For Pensions Systems, Past Performance Is No Guarantee of Future Results

Commentary

For Pensions Systems, Past Performance Is No Guarantee of Future Results

The unions and state leaders failing to grapple with these issues are ultimately jeopardizing the retirement security of their own members and fellow government workers.

In many aspects of our financial lives we’re cautioned that “past performance is no guarantee of future results.” Oddly though, in the world of public sector pensions – among the biggest institutional investors in global markets – politicians regularly ignore that mantra. Lawmakers pretend they can count on big investment returns every year, while disregarding warning signs, mounting debts and increasingly unsustainable pension systems.

We’re seeing the latest pension fund returns come in, and almost uniformly, it was a terrible year for states – and thus taxpayers. The California Public Employees’ Retirement System, the largest U.S. public pension fund, logged a paltry annual return of 0.6 percent.

Pension systems saw big investment returns for a few years as the stock market rose and recovered from the 2008 crash. CalPERS got astronomical returns of 13.2 percent in 2013 and 18.4 percent in 2014, but those past results weren’t guaranteed to continue. And they haven’t.

CalPERS got a return of just 2.4 percent in 2015, yet happily predicted a return of 7.5 percent for 2016. These miscalculations and poor returns – earning 0.6 percent instead of 7.5 percent this year – matter greatly because when public pensions fall short of having the assets needed to meet their benefit promises to retirees, taxpayers must pay for the difference.

Notably, CalPERS was fully funded in 2007, before the Great Recession, but the subsequent boom years did not return it to fully funded status. CalPERS is currently only 76 percent funded, a figure that will inevitably drop given the latest weak returns.

Pension systems tend to take a “stay the course” attitude though, suggesting that what matters most is their long-term performance. They argue they can weather a bad year or two – or even a recession – given their long investment horizon.

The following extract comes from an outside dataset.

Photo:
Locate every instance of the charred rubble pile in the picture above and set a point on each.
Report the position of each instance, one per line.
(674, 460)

While on the surface this seems like a logical position to take, there’s a growing chorus of market analysts and economists warning that we’re in a “new normal” – a fundamentally different marketplace than we’ve seen the last 30 years. A major factor is the sustained period of historically low interest rates that we’re in, which forces pension funds to invest in riskier and more volatile investments to try and hit their investment targets.

A recent report from McKinsey & Company validates this view, suggesting that investment returns over the next 20 years look much worse than the last 30, with equity returns projected to be up to 50 percent lower and bond yields to be as much as 60 percent to 100 percent lower. Even CalPERS’ own chief investment officer recently noted we’re “moving into a much more challenging, low-return environment.”

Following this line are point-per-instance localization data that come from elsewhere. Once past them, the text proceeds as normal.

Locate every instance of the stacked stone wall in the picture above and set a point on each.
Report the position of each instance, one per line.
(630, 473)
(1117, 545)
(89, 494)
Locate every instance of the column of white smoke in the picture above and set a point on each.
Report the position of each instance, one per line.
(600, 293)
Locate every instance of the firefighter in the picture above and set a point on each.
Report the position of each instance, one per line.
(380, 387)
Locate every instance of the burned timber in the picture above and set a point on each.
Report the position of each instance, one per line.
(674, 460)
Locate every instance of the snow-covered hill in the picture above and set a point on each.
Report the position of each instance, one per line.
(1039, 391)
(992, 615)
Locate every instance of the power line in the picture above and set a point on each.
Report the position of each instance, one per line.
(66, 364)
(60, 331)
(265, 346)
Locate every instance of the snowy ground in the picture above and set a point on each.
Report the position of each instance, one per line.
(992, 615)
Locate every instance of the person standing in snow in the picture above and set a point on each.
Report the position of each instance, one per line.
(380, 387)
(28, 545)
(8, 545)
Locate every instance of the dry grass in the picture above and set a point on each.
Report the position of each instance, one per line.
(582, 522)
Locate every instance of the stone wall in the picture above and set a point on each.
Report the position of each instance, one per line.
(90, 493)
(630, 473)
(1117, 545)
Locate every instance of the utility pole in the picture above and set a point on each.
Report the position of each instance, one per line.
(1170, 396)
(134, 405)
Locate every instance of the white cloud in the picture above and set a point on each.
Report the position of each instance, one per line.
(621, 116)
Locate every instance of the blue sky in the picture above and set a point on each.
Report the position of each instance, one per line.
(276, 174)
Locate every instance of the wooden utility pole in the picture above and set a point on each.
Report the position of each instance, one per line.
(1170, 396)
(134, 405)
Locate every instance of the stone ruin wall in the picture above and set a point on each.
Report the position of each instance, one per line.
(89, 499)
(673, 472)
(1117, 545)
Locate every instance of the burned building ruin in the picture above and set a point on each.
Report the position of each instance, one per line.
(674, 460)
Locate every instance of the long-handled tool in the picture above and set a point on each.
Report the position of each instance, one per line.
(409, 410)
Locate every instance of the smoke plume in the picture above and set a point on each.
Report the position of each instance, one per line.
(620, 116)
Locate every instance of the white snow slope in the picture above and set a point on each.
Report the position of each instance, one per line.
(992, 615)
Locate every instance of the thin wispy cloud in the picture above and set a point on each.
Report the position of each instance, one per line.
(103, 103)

“The longer-term returns of the fund – the three-, five-, 10-, 15- and 20-year total returns of the fund – are now below the assumed rate of 7.5 percent for the fund,” Chief Investment Officer Ted Eliopoulos said.

Complicating matters further is that if pension systems, like CalPERS, adopt more conservative investment targets – which they should – there will be a cost. Lowering a pension fund’s assumed rate of return to more realistic levels means that employers and employees will have to contribute more money to pay for promised retiree benefits.

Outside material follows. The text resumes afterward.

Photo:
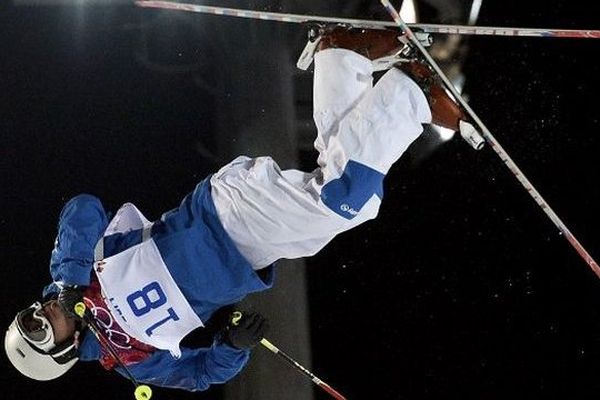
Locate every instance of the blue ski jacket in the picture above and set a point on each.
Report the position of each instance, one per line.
(203, 261)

State agencies and local governments participating in CalPERS have already seen their contribution rates skyrocket since 2000. Thus, the prospect of even higher contributions to pensions – even in the interest of promoting less risk-taking and greater long-term solvency – is going to be very unwelcome news. But costs will rise even more if the current situation is ignored, thanks in part to compounding interest.

To deal with this massive financial challenge, policymakers and union leaders need to admit the status quo is unsustainable. They are clinging to return expectations and benefit structures designed for a world that no longer exists. Continuing to reject calls to reform the way investment returns are estimated and pension benefits are awarded will only lead to growing pension insolvency. Ironically, the unions and state leaders failing to grapple with these issues are ultimately jeopardizing the retirement security of their own members and fellow government workers.

Leonard Gilroy is senior managing director of Reason Foundation’s Pension Integrity Project (reason.org).